A judge in the Administrative Court of Cologne court ruled this afternoon that Cologne must introduce a diesel ban on vehicles of Euro 4 emissions standard and below by April 2019, expanding to include Euro 5 vehicles in September.
The city of Bonn was told to introduce diesel bans on two major roads – including one street that must exclude cars up to and including Euro 5-compliant models from April – and to retrofit its main bus fleet to clean up emissions.
The case is the latest in a long line of legal actions brought about by environmental protection organisations ClientEarth and Deutsche Umwelthilfe (DUH) after the German Federal court clarified that cities can ban older diesels from their streets and are actually required to do so in areas where they are the fastest solution to pollution.

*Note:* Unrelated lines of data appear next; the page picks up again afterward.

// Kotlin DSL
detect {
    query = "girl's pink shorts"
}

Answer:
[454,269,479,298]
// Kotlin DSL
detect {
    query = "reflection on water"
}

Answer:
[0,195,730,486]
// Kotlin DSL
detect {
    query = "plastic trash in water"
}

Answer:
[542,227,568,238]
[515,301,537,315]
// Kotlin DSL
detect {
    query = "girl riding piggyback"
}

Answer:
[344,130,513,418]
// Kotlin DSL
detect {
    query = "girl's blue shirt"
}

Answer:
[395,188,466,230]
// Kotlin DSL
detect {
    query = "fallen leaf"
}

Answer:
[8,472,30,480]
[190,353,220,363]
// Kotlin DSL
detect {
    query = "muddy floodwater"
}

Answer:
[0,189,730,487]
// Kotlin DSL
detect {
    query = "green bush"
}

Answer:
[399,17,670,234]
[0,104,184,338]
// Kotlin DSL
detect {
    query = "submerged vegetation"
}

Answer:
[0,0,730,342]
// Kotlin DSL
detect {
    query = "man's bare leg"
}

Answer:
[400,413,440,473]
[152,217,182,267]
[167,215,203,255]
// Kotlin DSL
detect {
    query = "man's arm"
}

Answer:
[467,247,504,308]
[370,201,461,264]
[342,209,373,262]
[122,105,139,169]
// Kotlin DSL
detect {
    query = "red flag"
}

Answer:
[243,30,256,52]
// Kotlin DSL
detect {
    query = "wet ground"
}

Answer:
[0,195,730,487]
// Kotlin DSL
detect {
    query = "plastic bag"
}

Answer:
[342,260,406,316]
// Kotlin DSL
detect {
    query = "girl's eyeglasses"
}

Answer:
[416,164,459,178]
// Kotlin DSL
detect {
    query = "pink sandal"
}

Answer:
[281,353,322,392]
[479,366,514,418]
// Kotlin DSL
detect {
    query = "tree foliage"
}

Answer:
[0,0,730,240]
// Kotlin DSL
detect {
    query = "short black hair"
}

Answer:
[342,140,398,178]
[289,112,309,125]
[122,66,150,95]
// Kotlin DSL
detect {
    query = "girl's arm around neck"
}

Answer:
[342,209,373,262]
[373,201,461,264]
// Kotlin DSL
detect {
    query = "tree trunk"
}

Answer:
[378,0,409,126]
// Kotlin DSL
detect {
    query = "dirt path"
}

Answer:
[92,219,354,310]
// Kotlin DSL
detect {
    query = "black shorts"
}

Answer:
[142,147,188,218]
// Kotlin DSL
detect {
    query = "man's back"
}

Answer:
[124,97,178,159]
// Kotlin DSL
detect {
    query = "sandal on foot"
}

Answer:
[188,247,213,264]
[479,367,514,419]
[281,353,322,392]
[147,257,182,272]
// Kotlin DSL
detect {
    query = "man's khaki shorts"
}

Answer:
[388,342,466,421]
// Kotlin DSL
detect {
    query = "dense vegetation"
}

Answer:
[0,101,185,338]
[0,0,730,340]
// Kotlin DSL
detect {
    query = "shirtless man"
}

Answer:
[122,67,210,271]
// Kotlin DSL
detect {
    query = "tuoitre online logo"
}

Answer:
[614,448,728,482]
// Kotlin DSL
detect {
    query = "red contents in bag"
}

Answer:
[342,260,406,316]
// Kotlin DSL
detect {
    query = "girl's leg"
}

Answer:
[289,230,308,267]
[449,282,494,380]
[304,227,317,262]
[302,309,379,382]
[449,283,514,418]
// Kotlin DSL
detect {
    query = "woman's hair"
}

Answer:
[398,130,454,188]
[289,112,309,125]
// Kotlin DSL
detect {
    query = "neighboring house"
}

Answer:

It follows the announcement three weeks ago that Berlin had become the sixth city to be told to introduce a ban; both ClientEarth and DUH had warned at the time that further rulings were due imminently. And clean air hearings in Essen, Gelsenkirchen and Darmstadt are expected in the coming weeks.
The ruling comes as the controversy continues over Chancellor Angela Merkel’s announcement last week of plans to raise the pollution threshold for court-ordered diesel bans above the EU legal limit for cities only slightly in exceedance.
Carmakers are also coming under pressure to fund diesel hardware upgrades, with VW and Daimler reported to be supportive of the measures while BMW is said to be rejecting government calls for the hardware, which it said could increase fuel consumption.
Speaking today, Hermann Ott, head of ClientEarth’s Germany office, said: “This fresh ruling shows that recent proposals to water down laws that protect people will not fly.
“Courts have ruled for diesel bans in every single case that’s been heard since the February ruling in Leipzig. This trend is not set to stop. We need the German government to stop denying the problem and start acting.
“A patchwork of regional measures will just not do – we need to see a comprehensive programme of hardware retrofits on affected vehicles, funded by industry.”
DUH CEO Jürgen Resch added: “The court has dealt another resounding blow to the federal government, which is still being led by the nose by the motor industry. The government is now more or less acting as auto heavyweights’ marketing team by encouraging the sale of new, supposedly cleaner vehicles.
“Our Chancellor must impose a penalty of €5,000 per over-polluting diesel vehicle, implement a mass retrofitting scheme of the 11 million affected cars, and stop promoting the sale of Euro 6 diesel vehicles.”